In [1]:

import os

import pandas as pd
import numpy as np

import plotly.express as px
import plotly.figure_factory as ff
import plotly.graph_objects as go

import pickle

from sklearn.preprocessing import LabelEncoder
from sklearn.impute import SimpleImputer

import utils

pd.set_option("display.max_columns", None)
os.chdir("..")

In [2]:
df = pd.read_csv(
    os.path.join(utils.DATA_PATH, utils.DATA["raw"]), sep=";", decimal=",", index_col=0
)

## Processing target variable

In [3]:
df = df[df["value_eur"] != df["value_eur"].max()]
df["log_value_eur"] = np.log1p(df["value_eur"])

fig = px.histogram(df, x="log_value_eur", nbins=50, title="Log Transformed Value EUR")
fig.update_traces(marker_color=utils.COLORS_DICT['blue'], marker_line_color=utils.COLORS_DICT['gray'], marker_line_width=1)

fig.update_layout(
    width=800, 
    height=400,
    plot_bgcolor="white", 
    yaxis=dict(gridcolor='lightgray'),
    xaxis=dict(gridcolor='lightgray'),
)

fig.show()

In [4]:
# Create helper variable is_superstar, based on upper fence of value_eur
q1 = df['value_eur'].quantile(0.25)
q3 = df['value_eur'].quantile(0.75)
iqr = q3 - q1
upper_fence = q3 + 1.5 * iqr

df['is_superstar'] = df['value_eur'] > upper_fence
df['is_superstar'] = df['is_superstar'].astype(int)
df['is_superstar'].value_counts()

is_superstar
0    5133
1     835
Name: count, dtype: int64

In [5]:
fig = px.box(
    df,
    x="is_superstar",
    y="value_eur",
    color="is_superstar",
    title="Value EUR by category",
    color_discrete_sequence=[utils.COLORS_DICT["blue"], utils.COLORS_DICT["yellow"]],
)
fig.update_layout(
    width=500,
    height=400,
    plot_bgcolor="white",
    yaxis=dict(gridcolor="lightgray"),
    legend_title_text="Superstar",
    xaxis_title="Superstar",
    yaxis_title="Value EUR",
)
fig.update_yaxes(tick0=0, dtick=1e7)
fig.show()

## Processing categorical variables

#### Overview

In [6]:
# Show categorical columns
df[df.select_dtypes(include=['object', 'category']).columns].head(3)
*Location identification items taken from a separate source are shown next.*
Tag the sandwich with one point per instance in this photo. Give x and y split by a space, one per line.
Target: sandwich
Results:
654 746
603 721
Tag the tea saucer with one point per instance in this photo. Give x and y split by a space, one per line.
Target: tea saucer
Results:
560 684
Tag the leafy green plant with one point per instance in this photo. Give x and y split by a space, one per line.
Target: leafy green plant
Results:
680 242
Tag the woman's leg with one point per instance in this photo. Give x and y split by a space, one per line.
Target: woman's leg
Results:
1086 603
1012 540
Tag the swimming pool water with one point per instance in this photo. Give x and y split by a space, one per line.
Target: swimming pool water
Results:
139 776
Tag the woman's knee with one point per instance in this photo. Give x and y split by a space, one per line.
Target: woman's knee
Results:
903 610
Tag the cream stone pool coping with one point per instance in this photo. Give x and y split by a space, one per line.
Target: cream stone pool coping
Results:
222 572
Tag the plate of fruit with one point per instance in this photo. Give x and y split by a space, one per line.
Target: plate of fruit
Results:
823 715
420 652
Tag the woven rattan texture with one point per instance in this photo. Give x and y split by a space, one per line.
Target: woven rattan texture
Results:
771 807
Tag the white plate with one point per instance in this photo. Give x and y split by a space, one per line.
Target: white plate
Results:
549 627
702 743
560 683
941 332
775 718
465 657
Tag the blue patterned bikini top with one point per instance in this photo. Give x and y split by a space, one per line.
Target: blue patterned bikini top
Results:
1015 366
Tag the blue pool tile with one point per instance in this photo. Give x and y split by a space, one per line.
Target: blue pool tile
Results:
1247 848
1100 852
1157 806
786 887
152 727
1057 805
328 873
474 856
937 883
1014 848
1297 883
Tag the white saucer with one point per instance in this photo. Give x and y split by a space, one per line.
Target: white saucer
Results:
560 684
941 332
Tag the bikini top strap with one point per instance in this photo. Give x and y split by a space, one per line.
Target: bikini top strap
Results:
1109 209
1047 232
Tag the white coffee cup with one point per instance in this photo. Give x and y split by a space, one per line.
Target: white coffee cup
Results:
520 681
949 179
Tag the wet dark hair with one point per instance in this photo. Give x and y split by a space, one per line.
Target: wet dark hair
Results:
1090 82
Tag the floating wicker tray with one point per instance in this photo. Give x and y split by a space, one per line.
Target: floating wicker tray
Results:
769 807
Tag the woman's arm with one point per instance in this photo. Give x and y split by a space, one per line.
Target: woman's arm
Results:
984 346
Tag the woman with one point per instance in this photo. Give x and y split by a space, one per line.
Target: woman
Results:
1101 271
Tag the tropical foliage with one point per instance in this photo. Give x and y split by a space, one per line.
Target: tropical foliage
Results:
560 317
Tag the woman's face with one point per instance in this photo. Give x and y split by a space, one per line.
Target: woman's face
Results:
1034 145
Unnamed: 0,short_name,club_name,league_name,preferred_foot,formation,player_tags
1,R. Araki,Kashima Antlers,Japanese J. League Division 1,Right,mid,
2,Iván Jaime,Futebol Clube de Famalicão,Portuguese Liga ZON SAGRES,Right,mid,
3,Noguera,FC Goa,Indian Super League,Right,mid,


In [7]:
def summarize_categorical(df: pd.DataFrame) -> pd.DataFrame:
    """Summarize categorical columns in a DataFrame
    Calculates unique categories, most and least common category
    and their percentages."""
    summary = {}

    for col in df.select_dtypes(include=["object", "category"]).columns:
        value_counts = df[col].value_counts(dropna=False)
        total_count = len(df[col])

        unique_values = len(value_counts)
        most_common = value_counts.idxmax()
        least_common = value_counts.idxmin()
        most_common_pct = (value_counts.max() / total_count) * 100
        least_common_pct = (value_counts.min() / total_count) * 100

        summary[col] = {
            "Unique Categories": unique_values,
            "Most Common Category": most_common,
            "Most Common Category %": f"{most_common_pct:.2f}%",
            "Least Common Category": least_common,
            "Least Common Category %": f"{least_common_pct:.2f}%",
        }

    return pd.DataFrame(summary).T


summarize_categorical(df)

Unnamed: 0,Unique Categories,Most Common Category,Most Common Category %,Least Common Category,Least Common Category %
short_name,5785,J. Rodríguez,0.12%,M. Philipp,0.02%
club_name,543,BSC Young Boys,0.18%,Altay SK,0.17%
league_name,46,USA Major League Soccer,4.98%,Hungarian Nemzeti Bajnokság I,0.18%
preferred_foot,2,Right,75.50%,Left,24.50%
formation,4,def,36.65%,GK,9.10%
player_tags,66,,88.12%,"#Dribbler, #Playmaker, #FK Specialist, #Acroba...",0.02%


### Conclussions:
- `short_name` - not included into further analysis because it is assigned to each of the `sofifa_id`
    -  Might be interesting to see additional information, like nationality of the player
- `club_name` - High variability with 543 unique categories
    - Reduction of dimensions might be needed, by e.g. grouping clubs by region
- `league_name` - Similar to club_name, leagues could be grouped by region, tier, or continent
    - Might be excluded due to potential correlation with `club_name`
- `preferred_foot` - Highly skewed towards 'Right', which may affect model performance if not addresses
    - Is going to be converted to binary `preferred_right_foot`
- `formation` - Further analysis is required to determine its influence
    - Potential grouping into defensive, balanced, or attacking categories
- `player_tags` - Highly sparse with 66 unique categories, and the most common tag appears in nearly 88% of entries
    - Is going to be converted into binary `has_tags`, as is extremaly rare, needs further analysis
    - From the business perspective seems to not have big impact on the estimated value

### Variables drop

#### Drop variables with high cardinality|

In [8]:
df.drop(columns=['short_name'], inplace=True)

### Variables encoding

#### To binary variables

In [9]:
# Encode preferred_foot column
df["preferred_right_foot"] = df["preferred_foot"] == "Right"
df["preferred_right_foot"] = df["preferred_right_foot"].astype(int)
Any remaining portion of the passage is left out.